Health & Weight Modification Test Bank Chapter 11 3e - Nutrition Exercise Behavior 3e Complete Test Bank by Liane M. Summerfield. DOCX document preview.
Chapter 11
Lifestyle Modification to Promote Health and Weight Management
Learning Outcomes
Upon successful completion of this chapter, students should be able to:
- Distinguish between the six stages of change described in the transtheoretical model.
- Apply stages of change theory to lifestyle modification strategies for individuals at each stage who need to change their behaviors for health and/or weight management.
- Summarize the health belief model, theory of planned behavior, and social cognitive theory and apply these theories to stages of change.
- Discuss strategies for planning for lapses and relapse.
- Apply the experiences of successful weight suppressors in the National Weight Control Registry to effective weight management strategies for others.
- Describe ways in which culture influences weight management beliefs and behaviors and how we can help make lifestyle interventions culturally relevant.
Chapter Outline/Summary
- How people change:
Weight loss can be challenging. Individuals who try surgery, very-low-calorie diets, and pharmaceutical methods find that they need to make lifestyle modifications to achieve success. Lifestyle modifications involve changing behaviors, and the transtheoretical model of change (stages of change theory) can help us design individualized weight-management approaches that promote success and minimize failure.
- Stages of change theory:
The transtheoretical model describes change as progressing through six stages: precontemplation, contemplation, preparation, action, maintenance, and termination. Identifying a person’s stage of readiness for change and developing an approach that matches readiness can help people progress to at least the next stage and reduces the likelihood that people will drop out of a program or discontinue the new behavior. Not everyone is immediately ready for action.
- Behavioral strategies for people thinking about change
- The precontemplation stage:
People in this stage do not intend to change during the next 6 months. They may deny that a problem exists and lack confidence in their ability to change behavior. This is the most common stage for program dropouts.
- How the health belief model explains early stages of change:
The health belief model proposes that an individual’s health behavior depends on perceived susceptibility to a problem, perceived severity of a health problem, perceived benefits of health action, and perceived barriers to health action. In order to initiate change, precontemplators need to increase the perceived severity of the health problem and the perceived benefits of action.
- Strategies for precontemplators:
Consciousness-raising (building awareness of the behavior that needs to be changed) is important to help precontemplators appreciate the potential severity of a problem. Because unhealthy foods are so easily accessible in our environment, it can be difficult to help someone perceive eating behaviors as a problem. Conveying a sense of acceptance is very important in this stage.
- Behavioral strategies for people ready to act
- Characteristics of the contemplation and preparation stages:
Individuals in the contemplation stage are preparing for change during the next six months. Those in the preparation stage have already made some modification in behavior. Some individuals become stalled in contemplation.
- How the theory of planned behavior helps explain readiness for change:
This theory states that a person’s intention to perform a specific behavior is the best determinant of whether the person will adopt the behavior. Intent is influenced by general attitudes toward the behavior, belief in the importance of the behavior to others, and perceived control over the behavior. Weight loss is not under an individual’s control in the same way that increasing physical activity and changing eating behaviors are, so these behaviors should be the focus.
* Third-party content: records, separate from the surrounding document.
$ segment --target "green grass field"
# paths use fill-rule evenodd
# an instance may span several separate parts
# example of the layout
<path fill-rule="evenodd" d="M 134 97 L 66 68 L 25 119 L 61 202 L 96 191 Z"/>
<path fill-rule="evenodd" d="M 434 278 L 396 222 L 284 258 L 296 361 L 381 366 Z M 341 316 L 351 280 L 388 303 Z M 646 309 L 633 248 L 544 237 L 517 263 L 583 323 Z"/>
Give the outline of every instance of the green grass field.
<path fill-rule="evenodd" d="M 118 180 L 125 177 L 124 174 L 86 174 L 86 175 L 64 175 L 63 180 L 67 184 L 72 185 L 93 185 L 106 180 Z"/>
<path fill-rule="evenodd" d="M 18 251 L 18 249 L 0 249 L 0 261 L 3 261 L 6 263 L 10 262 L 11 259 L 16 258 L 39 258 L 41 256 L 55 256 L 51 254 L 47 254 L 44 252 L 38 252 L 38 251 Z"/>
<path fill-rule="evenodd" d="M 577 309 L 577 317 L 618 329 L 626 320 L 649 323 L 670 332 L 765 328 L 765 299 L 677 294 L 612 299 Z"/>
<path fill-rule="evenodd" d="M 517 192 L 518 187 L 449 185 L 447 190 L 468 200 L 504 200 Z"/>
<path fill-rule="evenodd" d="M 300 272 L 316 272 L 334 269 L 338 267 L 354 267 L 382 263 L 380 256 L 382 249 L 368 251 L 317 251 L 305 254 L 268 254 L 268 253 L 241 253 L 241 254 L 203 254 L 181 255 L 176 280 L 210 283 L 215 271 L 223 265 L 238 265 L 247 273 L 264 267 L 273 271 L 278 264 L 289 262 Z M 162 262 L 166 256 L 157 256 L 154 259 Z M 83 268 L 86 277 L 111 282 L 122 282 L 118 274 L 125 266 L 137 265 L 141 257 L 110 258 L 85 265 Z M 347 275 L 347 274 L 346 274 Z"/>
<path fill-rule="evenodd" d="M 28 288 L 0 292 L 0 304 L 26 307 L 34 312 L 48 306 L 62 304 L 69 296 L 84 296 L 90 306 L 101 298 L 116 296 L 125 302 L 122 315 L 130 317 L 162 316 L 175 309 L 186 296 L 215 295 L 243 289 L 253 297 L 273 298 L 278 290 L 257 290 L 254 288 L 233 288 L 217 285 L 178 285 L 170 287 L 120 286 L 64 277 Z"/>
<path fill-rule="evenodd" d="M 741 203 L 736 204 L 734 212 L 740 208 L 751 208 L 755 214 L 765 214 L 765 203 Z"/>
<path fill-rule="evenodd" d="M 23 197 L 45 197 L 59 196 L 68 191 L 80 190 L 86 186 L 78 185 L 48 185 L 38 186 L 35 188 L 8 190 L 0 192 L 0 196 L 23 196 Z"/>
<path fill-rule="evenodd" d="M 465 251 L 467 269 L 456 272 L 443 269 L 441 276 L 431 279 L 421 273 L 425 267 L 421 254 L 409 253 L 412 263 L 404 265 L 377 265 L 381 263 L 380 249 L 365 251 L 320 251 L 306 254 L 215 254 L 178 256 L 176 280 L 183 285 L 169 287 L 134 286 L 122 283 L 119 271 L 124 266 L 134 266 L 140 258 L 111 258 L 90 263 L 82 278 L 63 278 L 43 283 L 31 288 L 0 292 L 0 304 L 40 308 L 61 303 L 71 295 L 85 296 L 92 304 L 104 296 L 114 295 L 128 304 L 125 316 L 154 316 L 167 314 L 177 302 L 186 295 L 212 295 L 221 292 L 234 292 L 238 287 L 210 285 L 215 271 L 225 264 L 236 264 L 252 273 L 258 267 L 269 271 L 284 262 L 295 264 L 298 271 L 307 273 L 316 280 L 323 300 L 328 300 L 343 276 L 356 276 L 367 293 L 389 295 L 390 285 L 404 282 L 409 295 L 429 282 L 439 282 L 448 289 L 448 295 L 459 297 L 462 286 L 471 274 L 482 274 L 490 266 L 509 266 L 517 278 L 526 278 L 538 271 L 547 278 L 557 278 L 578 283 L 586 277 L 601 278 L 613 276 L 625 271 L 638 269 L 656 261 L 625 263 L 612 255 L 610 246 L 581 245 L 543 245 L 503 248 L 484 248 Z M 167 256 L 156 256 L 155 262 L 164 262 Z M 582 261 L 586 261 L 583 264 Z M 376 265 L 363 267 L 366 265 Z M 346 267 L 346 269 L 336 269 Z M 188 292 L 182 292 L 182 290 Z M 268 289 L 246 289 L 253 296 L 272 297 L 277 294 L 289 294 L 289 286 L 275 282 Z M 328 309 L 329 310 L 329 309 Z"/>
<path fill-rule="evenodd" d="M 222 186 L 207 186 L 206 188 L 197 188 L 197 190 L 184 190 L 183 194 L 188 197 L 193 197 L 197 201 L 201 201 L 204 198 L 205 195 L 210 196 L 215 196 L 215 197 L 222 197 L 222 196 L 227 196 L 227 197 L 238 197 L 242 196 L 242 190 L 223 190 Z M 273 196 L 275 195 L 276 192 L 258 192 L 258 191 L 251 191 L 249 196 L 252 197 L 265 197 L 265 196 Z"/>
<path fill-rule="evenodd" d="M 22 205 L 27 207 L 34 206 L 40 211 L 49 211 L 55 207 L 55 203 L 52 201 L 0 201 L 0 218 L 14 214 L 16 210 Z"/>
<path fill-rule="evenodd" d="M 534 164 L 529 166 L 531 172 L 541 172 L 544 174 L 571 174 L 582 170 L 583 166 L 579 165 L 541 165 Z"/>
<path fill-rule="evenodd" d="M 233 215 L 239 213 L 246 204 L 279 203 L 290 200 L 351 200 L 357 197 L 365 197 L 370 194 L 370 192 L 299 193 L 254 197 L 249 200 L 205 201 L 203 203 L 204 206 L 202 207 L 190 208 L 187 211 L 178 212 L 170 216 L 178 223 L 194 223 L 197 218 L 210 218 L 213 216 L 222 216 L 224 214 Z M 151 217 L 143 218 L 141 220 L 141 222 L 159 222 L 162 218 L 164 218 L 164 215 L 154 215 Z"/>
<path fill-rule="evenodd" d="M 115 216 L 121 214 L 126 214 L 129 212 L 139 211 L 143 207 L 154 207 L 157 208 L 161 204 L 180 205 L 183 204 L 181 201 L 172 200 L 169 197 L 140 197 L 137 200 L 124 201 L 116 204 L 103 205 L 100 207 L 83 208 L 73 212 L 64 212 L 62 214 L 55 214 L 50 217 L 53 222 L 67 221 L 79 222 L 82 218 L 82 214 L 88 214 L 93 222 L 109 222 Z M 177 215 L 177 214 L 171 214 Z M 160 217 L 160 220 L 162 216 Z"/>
- Strategies for people ready to act:
Preparing for action includes clarifying one’s beliefs and attitudes, developing a support system, and counteracting barriers with benefits that are consistent with the individual’s beliefs.
- Behavioral strategies for people taking action
- Characteristics of the action stage:
During the action stage, the individual adopts new behaviors. This stage lasts for about 6 months, beginning the day that the goal behavior is adopted. Some goal behaviors are more difficult to adopt than others, and weight management involves changing multiple behaviors.
- How social-cognitive theory explains behavior change:
Social cognitive theory states that people adopt new behaviors that they feel confident about performing (self-efficacy) and that are reinforced. Reciprocal interactions among personal, behavioral, and environmental factors affect behavior change.
- Strategies for action:
Action strategies based on social cognitive theory use goal setting, provide reinforcement for new behaviors, and include skill-building activities and activities that increase self-efficacy, such as stimulus control, self-monitoring, and cognitive restructuring.
- Behavioral strategies for maintenance and termination
- Characteristics of the maintenance and termination stages:
People in the maintenance stage have continued to practice the goal behavior for at least 6 months. For some behaviors, a clearly defined termination stage, in which the goal behavior has been adopted and undesirable behaviors have been eliminated, can be identified.
- Strategies for maintenance:
Maintenance strategies focus on continuing skills adopted in the action stage, as well as coping with lapses in behavior and preventing relapse. Problem-solving skills are useful in preventing relapse. Changing the environment is also a useful strategy.
- Secrets of success of people who keep off lost weight:
The National Weight Control Registry is the largest ongoing study of people who have lost weight and maintained weight loss for at least a year (often called weight suppressors). Successful weight suppression behaviors include reducing dietary fat intake, portion control, exercise, and weight monitoring. Those who react quickly to reverse small lapses are most successful in preventing relapse.
- Culture and behavior change
- What is culture?
Culture is defined as patterns of thinking, feeling, and behaving that are learned and shared by a group of people. Food choice and acceptability of physical activity are influenced by culture.
- How culture influences weight management behaviors and beliefs:
Social values and beliefs impact what we view as beautiful, good, and desirable, including body size and eating and activity behaviors. Social norms exert a great deal of influence over attitudes toward change. Culture and social norms influence food selection, preparation, and pattern of consumption. Acculturation in the U.S. (shift away from cultural norms) has often led to less healthy eating habits. Differences in physical activity level may be related to cultural norms, as well as socioeconomic factors.
- Making behaviorally based interventions culturally relevant:
Most health practitioners are non-Hispanic Caucasians and are probably most comfortable with approaches that support their own cultural values. Culturally-sensitive weight management approaches take into consideration different perceptions of large body size, food preferences, and language differences.
- Expected outcomes from a lifestyle approach to weight management:
A lifestyle-modification approach to weight management considers clients’ readiness for change, assessment results, and cultural background. Modest changes in diet and activity can lead to improvements in comorbidities and health risk factors, 5-10% reduction in body weight, better stress management, and greater ease in moving around.
Suggested Activities and Applications
Application 11.1 What Stage of Change Are You In?
This application asks students to look back at their Physical Activity Assessment (Application 6.2) and their 3-Day Diet Analysis (Application 9.1) to:
- Summarize the areas of diet and activity that were identified as candidates for change;
- Discuss what stage of change they are in for each; and
- Discuss how they could advance to a higher stage of change.
Application 11.2 Skills for Action
This is a continuation of Application 11.1 that relates specifically to moving individuals into action. The instructor could create a summary of student ideas from Application 11.1 for advancing to the action stage of change for various physical activity and diet behaviors. In group discussion, students can refer to the list and brainstorm additional ideas.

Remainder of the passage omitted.